Events can be spontaneous or non spontaneous. Spontaneous is defined as occurring without apparent external cause. Non spontaneous events are causal, that is, there is cause and effect.

Suppose an event occurs, for example alpha decay, then is it possible to conclude that the event was partially spontaneous and partially causal at the same time? If yes, what are some examples of partially spontaneous and partially causal events? What will be the nature of such an event if it occurs?

Can I call such an event as coincidentally spontaneous?

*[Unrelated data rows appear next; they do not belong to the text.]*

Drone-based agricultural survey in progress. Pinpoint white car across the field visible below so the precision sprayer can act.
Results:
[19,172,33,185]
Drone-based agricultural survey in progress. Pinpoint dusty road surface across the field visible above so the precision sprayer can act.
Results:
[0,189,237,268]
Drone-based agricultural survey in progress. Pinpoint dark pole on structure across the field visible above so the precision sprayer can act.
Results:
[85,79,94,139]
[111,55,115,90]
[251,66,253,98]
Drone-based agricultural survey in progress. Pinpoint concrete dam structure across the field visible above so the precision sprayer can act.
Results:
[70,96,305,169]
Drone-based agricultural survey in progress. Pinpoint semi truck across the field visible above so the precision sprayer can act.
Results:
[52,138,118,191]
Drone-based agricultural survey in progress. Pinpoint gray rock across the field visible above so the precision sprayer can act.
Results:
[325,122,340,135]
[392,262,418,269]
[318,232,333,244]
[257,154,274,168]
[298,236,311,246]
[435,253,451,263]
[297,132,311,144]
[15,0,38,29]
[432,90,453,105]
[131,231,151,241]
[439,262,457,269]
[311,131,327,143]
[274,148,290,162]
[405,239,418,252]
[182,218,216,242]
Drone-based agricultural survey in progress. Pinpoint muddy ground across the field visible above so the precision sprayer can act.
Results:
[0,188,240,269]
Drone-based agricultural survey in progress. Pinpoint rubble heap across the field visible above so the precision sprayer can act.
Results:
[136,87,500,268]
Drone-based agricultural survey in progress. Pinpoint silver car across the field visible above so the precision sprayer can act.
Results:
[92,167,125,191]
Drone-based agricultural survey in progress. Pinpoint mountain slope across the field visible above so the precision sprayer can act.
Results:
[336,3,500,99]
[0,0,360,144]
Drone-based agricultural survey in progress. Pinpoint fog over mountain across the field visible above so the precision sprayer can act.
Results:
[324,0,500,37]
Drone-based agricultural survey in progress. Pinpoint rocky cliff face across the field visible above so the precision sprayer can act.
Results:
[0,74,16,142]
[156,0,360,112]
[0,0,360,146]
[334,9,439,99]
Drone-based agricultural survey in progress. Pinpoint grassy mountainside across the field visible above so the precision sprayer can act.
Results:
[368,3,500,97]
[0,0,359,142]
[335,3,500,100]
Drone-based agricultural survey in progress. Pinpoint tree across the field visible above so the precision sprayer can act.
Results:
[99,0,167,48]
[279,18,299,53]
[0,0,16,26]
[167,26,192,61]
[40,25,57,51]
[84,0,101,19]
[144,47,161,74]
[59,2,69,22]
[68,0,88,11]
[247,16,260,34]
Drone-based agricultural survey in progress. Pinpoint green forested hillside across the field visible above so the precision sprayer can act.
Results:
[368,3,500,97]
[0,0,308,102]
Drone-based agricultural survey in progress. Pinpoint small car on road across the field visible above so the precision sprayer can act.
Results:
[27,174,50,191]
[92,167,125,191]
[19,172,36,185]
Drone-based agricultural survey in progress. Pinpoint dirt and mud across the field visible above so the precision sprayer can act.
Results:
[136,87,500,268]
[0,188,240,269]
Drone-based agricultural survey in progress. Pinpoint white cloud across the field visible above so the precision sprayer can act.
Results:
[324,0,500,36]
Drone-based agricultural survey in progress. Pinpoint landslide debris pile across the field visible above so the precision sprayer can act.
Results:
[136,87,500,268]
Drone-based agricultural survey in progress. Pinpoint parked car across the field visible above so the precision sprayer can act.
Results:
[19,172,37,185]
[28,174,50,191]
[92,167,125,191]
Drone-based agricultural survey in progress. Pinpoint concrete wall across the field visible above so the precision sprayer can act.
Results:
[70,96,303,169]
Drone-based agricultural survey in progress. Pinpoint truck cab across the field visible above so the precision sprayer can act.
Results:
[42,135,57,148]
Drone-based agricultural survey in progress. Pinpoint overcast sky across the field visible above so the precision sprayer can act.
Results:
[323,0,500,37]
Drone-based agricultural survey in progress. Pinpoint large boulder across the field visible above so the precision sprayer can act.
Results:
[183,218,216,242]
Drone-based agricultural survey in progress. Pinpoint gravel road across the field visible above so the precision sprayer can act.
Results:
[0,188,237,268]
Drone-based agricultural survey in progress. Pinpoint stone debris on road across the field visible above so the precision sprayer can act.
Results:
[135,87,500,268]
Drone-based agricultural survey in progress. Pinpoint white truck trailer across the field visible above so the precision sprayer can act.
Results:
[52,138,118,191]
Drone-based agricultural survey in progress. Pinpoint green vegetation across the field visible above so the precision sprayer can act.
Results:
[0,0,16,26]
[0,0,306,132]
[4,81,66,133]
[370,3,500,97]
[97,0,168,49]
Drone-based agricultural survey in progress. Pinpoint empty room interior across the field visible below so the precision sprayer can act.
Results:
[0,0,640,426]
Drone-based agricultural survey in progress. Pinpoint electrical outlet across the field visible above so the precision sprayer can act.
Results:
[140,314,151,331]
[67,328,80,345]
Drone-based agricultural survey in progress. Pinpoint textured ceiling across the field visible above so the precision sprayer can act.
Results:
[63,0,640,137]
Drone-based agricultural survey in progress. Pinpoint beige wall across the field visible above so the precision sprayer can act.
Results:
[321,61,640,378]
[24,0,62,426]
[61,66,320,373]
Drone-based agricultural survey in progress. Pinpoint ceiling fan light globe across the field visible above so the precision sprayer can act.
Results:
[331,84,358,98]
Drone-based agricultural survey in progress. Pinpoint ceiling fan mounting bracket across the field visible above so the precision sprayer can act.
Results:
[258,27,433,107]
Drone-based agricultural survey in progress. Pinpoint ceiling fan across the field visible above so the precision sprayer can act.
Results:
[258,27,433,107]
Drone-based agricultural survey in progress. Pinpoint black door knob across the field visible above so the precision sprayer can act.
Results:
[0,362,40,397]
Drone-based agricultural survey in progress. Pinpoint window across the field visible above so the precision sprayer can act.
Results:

  • For me it looks a bit like making concepts unnecessarily complicating. I assume that you understand "cause" as "sufficient cause". Then the two terms "spontanously" and "having a cause" are mutually excluding.
    – Jo Wehler
    Nov 2, 2023 at 8:02
  • "Events", "spontaneous", "external", "cause", etc. are all mental constructs (metaphysical perspective). When you say "cause: break pedal pushed; consequence: car stops", you are making a very complex rational abstraction of the world. Physically, there are only atoms/fields out there (physical perspective). So, the answers are yes/no/partially, depending on the subjective perspective you select: physical/metaphysical/mixed.
    – RodolfoAP
    Nov 2, 2023 at 8:19
  • @RodolfoAP There is black matter and black energy as well. Nov 2, 2023 at 9:04
  • Worth noting that in physics, spontaneous has a different definition - something is spontaneous if it will happen on its own on their own given the initial conditions of the system. A ball on a slope with initial velocity 0 spontaneously rolls down the slope; a ball in a bucket glued to a slope needs an external input of energy (to get out of the bucket) in order to roll down the slope.
    – g s
    Nov 4, 2023 at 0:58

2 Answers 2


It depends on how you interpret your terminology. A phenomenon, such as fog, say, might considered to have multiple causes, in that several factors must be present for it to form. Also, there is a difference between a cause and a root cause, the latter being an event further down the chain of events leading to an outcome, rather than the final trigger event. If you are happy with the idea of multiple causes, and you are prepared to consider that a cause maybe an event earlier than a final tigger event, then yes a phenomenon can be partly spontaneous. To take a contrived example, suppose a Geiger counter with an electrical fault goes on fire when it detects a radioactive decay event. You might say that the fire was caused partly by the fault and partly by the spontaneous decay event.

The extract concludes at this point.